Note that this laptop's memory performs a lot better than the asus tuf a17 laptop inspite of that being a more expensive gaming laptop and this one being a budget lightweight notebook.
Factors affecting Ram speed
In theory the ram speed should be totally determined by the clock speed of the ram module and the timing configuration. However this is not the case in actual systems. The ram speed is how fast the ram module (dimm) can operate in theory, whereas the memory speed is how fast the system is capable of running the ram.
The actual memory speed will always be less than the rated ram speed for couple of reasons.
1. Single vs Dual channel - A single ram module in single channel module will always be slower than multiple sticks in dual channel mode. The difference in performance is significant in applications that are sensitive to memory speed.
2. Single vs Dual Rank - The rank configuration of the memory chips on a ram module can further affect the performance. Dual rank memory will always perform better than single rank memory modules.
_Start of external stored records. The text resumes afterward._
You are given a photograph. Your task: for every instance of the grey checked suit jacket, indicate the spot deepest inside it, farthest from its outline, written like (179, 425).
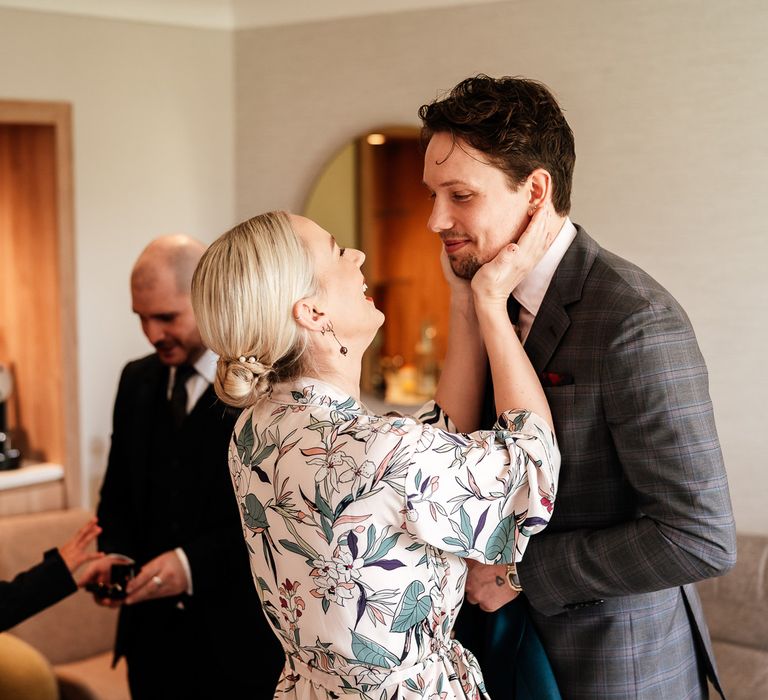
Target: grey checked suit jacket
(643, 508)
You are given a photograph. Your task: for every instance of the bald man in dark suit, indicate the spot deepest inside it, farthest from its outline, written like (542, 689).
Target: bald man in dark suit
(192, 624)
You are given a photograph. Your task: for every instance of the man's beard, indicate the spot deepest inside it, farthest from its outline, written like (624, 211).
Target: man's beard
(465, 268)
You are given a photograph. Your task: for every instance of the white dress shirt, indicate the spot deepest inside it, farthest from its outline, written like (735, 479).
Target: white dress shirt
(530, 292)
(205, 373)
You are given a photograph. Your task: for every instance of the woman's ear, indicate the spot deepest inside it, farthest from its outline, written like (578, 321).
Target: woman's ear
(540, 184)
(307, 315)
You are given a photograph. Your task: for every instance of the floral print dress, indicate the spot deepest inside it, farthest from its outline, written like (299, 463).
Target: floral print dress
(357, 528)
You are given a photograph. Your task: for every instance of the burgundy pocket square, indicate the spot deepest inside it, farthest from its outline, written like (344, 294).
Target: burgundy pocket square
(556, 379)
2. The cpu and its memory controller may also affect the overall memory speed. Certain cpus like the Zen3 architecture based cpus (5800H for example) have half the write speed of what the ram is actually capable of. Therefore the choice of your cpu can also affect the performance of the memory.
To learn more about ram and its internal working check out this article:
Affects of RAM Speed
Ram speed affects applications that are sensitive to memory operation speed. Some examples are games, video editing preview playback, cpu based rendering etc. Any application that needs to read/write data frequently will suffer slow-down if the ram itself is slow.
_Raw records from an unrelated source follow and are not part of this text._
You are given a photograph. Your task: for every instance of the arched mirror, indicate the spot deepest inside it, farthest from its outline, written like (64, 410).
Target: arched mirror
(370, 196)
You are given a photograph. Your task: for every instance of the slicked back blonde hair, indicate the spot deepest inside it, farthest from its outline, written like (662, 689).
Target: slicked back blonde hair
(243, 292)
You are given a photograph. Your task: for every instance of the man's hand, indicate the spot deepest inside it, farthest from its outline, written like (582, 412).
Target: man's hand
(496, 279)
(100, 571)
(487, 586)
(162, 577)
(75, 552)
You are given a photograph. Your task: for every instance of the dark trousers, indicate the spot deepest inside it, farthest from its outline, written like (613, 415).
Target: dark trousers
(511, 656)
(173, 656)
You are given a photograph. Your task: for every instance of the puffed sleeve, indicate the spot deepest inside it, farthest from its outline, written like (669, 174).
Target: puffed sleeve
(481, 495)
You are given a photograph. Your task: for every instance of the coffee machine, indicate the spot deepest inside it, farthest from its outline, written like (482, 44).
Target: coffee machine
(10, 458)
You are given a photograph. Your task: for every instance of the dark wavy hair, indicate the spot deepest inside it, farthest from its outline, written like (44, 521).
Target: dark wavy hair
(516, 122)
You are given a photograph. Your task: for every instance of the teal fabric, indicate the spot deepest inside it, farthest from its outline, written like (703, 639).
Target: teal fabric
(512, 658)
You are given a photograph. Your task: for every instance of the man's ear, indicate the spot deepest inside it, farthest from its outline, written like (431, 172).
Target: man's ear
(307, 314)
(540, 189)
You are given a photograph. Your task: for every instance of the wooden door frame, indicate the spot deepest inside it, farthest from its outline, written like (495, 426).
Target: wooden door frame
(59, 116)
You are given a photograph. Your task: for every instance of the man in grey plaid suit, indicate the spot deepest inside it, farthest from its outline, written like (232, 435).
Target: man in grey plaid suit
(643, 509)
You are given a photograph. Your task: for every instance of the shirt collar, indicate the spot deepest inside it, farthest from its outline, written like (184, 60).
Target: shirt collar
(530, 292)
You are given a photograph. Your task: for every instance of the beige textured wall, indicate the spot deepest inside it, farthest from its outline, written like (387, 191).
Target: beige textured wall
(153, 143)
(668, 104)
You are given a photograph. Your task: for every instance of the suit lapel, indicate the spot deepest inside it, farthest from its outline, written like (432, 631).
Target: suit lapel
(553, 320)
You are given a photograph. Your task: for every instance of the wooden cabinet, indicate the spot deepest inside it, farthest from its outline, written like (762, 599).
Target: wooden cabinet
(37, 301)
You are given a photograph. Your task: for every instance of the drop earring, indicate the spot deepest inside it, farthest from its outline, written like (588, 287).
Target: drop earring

That is why we have special high speed ram available for gaming builds, that are designed to have lower latency timings and higher clock speed.
Conclusion
If you want a more accurate diagnosis of the ram speed performance you can try out tools like Passmark memtest86 which is a boot utility program that runs before the operating system and runs raw tests on the hardware with no other application load present. We shall cover it in another article.